Tissue-specific gene expression with the regulation of long-range E–P interactions would be affected by the diverse genomic signatures. For example, DNA methylation can regulate tissue-specific gene expression, and it is related to multiple human cancers (Ball et al. 2009; Song and He 2012). The nucleosome reorganization in regulatory regions of enhancers and promoters accompany the gene activation by T cell receptor signaling (Schones et al. 2008). The eRNAs are short non-coding RNAs (Smith and Shilatifard 2014), and they would enhance or stabilize the long-range E–P interactions (Fan et al. 2013; Wang et al. 2011). In each cell line, we downloaded the available data of several genomic signatures, including DNase I, FAIRE-seq, transcription factors, histone modifications, DNA methylation, nucleosome position, eRNAs and RNA-seq. The sequencing techniques and the available data sources of corresponding signatures were shown in Table 3. For the sequencing data of above signatures, we processed data and extracted the corresponding features of enhancer, promoter and loop regions by using the same method in our previous works (Feng et al. 2018). For the two and more biological replicates, we averaged the feature values for the corresponding regions.
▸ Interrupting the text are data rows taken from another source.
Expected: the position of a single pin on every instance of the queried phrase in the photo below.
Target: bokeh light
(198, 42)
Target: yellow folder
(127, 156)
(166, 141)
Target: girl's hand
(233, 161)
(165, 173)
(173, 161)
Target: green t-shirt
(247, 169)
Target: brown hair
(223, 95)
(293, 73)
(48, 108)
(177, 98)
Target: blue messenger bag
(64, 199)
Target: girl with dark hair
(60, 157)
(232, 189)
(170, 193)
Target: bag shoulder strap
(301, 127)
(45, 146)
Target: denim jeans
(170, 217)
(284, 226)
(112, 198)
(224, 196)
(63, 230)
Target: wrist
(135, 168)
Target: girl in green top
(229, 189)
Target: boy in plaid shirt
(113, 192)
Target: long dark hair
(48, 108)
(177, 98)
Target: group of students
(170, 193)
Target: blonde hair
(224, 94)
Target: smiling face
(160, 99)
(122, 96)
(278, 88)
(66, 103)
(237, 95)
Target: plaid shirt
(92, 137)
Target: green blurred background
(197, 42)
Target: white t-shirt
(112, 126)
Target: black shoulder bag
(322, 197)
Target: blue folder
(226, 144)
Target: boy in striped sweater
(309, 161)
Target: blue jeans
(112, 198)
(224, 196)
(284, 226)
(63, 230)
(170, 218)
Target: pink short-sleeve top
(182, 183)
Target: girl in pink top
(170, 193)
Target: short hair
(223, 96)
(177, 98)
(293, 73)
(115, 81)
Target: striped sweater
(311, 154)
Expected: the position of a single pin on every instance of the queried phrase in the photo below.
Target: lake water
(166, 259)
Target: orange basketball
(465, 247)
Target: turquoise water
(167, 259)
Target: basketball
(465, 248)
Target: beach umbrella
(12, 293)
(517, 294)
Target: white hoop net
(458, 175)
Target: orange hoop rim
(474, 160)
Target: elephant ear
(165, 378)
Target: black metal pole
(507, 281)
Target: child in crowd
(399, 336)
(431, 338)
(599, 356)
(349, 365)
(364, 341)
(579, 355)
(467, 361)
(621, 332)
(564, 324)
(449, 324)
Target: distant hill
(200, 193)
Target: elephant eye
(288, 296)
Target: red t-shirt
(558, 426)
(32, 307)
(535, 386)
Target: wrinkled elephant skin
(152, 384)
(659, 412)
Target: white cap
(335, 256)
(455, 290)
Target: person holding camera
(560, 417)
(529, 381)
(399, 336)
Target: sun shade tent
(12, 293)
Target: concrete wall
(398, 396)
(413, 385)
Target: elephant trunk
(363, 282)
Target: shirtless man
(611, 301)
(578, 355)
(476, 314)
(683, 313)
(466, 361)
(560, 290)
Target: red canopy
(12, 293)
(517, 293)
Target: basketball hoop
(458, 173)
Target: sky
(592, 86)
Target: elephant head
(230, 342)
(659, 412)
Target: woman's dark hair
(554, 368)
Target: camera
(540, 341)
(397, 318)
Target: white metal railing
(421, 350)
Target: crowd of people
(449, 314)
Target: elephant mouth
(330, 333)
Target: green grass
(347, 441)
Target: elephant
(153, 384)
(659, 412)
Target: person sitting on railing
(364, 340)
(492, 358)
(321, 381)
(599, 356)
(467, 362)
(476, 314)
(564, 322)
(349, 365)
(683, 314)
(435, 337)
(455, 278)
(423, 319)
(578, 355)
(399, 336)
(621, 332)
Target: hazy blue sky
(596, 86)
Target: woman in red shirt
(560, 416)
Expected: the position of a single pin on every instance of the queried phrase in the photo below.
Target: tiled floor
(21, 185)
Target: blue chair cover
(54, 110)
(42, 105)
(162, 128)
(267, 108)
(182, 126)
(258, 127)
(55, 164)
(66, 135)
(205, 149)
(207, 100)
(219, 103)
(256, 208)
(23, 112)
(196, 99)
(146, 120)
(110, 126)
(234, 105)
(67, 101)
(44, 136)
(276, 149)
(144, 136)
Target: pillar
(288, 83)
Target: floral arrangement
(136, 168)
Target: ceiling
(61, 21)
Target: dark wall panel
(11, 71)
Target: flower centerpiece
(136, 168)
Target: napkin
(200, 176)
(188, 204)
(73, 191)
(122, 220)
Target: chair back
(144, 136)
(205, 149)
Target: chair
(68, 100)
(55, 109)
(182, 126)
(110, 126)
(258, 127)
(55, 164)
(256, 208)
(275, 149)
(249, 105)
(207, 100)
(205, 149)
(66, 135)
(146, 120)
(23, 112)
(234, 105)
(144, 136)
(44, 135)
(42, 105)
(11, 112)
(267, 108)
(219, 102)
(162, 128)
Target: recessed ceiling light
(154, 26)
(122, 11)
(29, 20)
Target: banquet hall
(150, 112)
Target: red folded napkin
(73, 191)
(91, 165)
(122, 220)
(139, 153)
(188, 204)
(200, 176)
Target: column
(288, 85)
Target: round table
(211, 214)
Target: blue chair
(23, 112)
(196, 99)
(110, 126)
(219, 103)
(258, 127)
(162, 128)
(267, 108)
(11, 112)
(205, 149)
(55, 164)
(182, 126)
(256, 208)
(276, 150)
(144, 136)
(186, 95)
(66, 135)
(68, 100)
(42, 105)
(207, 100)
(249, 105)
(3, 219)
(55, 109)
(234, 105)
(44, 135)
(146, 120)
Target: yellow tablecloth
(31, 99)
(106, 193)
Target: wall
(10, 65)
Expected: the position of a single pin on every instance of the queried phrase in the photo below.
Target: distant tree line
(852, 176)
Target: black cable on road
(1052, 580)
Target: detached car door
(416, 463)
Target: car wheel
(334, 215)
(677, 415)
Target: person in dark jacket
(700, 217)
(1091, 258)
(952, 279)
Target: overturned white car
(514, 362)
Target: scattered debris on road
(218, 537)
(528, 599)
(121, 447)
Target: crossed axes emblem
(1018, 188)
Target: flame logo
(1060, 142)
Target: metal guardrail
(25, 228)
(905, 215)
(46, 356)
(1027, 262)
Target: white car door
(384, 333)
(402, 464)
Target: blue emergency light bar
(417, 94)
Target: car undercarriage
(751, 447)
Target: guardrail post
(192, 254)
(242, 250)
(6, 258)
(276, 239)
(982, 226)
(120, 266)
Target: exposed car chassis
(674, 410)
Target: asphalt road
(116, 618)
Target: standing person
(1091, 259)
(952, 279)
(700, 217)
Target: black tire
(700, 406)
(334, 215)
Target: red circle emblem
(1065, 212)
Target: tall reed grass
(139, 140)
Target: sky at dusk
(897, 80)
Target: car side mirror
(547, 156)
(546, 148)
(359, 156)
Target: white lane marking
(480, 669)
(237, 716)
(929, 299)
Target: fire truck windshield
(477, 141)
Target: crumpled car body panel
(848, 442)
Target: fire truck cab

Table 3 The sequencing techniques and the available data sources of corresponding signatures

Predictive models for gene expression levels

In this work, we used three algorithms to predict the gene expression levels, including RF, GBM and SVR. The above prediction algorithms were implemented in R packages of ‘randomForest’, ‘gbm’ and ‘e1071’, respectively. For RF model, we set the parameter of n.trees = 500 (number of built trees), and selected the best mtry (number of variables randomly sampled as candidates at each split). For the SVR model, we selected the non-linear radial basis kernel. In the GBM model, we fit the parameters: interaction.depth = 5, n.trees = 5000, shrinkage = 0.01, n.minobsinnode = 10 and used Rsquared to select the optimal model with the largest value.
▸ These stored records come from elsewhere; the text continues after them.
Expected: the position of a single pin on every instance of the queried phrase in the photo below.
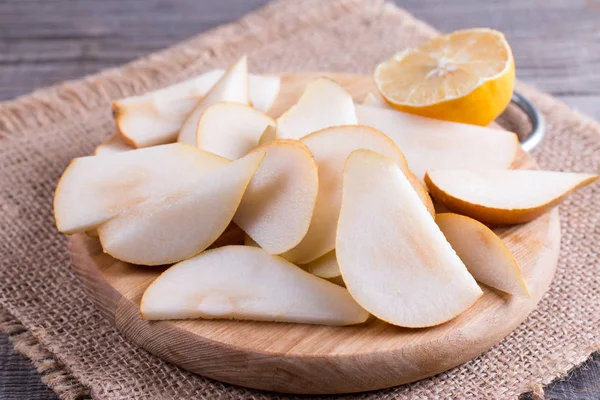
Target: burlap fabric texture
(51, 320)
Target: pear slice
(278, 204)
(114, 144)
(248, 241)
(326, 267)
(330, 148)
(264, 90)
(232, 87)
(433, 144)
(393, 258)
(323, 104)
(247, 283)
(157, 117)
(501, 197)
(231, 129)
(375, 100)
(94, 189)
(179, 225)
(484, 254)
(421, 190)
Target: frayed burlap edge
(53, 373)
(72, 99)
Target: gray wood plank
(556, 44)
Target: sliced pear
(247, 283)
(375, 100)
(326, 267)
(421, 191)
(264, 90)
(433, 144)
(233, 235)
(323, 104)
(157, 117)
(232, 87)
(393, 258)
(330, 148)
(114, 144)
(484, 254)
(231, 129)
(502, 197)
(278, 204)
(167, 229)
(93, 189)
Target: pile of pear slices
(331, 197)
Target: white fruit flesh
(231, 129)
(114, 144)
(484, 254)
(278, 204)
(393, 258)
(241, 282)
(93, 190)
(330, 148)
(325, 267)
(170, 228)
(500, 196)
(157, 117)
(232, 87)
(323, 104)
(429, 143)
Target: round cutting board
(311, 359)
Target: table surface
(556, 44)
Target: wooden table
(556, 44)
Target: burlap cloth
(79, 354)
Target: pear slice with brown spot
(278, 204)
(484, 254)
(94, 189)
(232, 87)
(231, 129)
(323, 104)
(394, 259)
(503, 197)
(326, 267)
(330, 148)
(247, 283)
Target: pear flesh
(232, 87)
(182, 223)
(247, 283)
(484, 254)
(330, 148)
(323, 104)
(393, 258)
(231, 129)
(501, 197)
(114, 144)
(433, 144)
(157, 117)
(278, 204)
(94, 189)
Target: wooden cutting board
(312, 359)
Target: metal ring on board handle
(538, 124)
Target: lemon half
(466, 76)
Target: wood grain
(300, 358)
(555, 42)
(43, 43)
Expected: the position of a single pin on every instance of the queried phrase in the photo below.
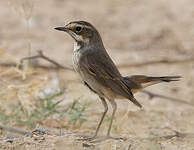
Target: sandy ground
(134, 31)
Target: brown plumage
(98, 71)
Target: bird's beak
(61, 29)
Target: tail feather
(165, 78)
(138, 82)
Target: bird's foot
(87, 137)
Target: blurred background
(143, 37)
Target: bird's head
(82, 32)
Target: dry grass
(54, 101)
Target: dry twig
(41, 55)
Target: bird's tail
(137, 82)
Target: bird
(100, 74)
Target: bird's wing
(102, 68)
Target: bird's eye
(78, 29)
For the evaluation methods of statistical prediction, we used the 10-fold cross-validation test in the same cell line to evaluate the prediction performances. According to the previous works (Liu et al. 2016), we computed gene expression levels [log(RPKM)]. In the regression model, we calculated the standard deviation of regression model (RMSE) which was used to quantify the amount of dispersion of a set of data values. Then we calculated the R2 (coefficient of determination) which indicates the proportion of variation of the gene expression levels that has been explained by the model (Cheng and Gerstein 2012; Everitt 2002). Finally, we computed the PCC (Stigler 1989) between the predicted expression values and experimental measured values in the testing data.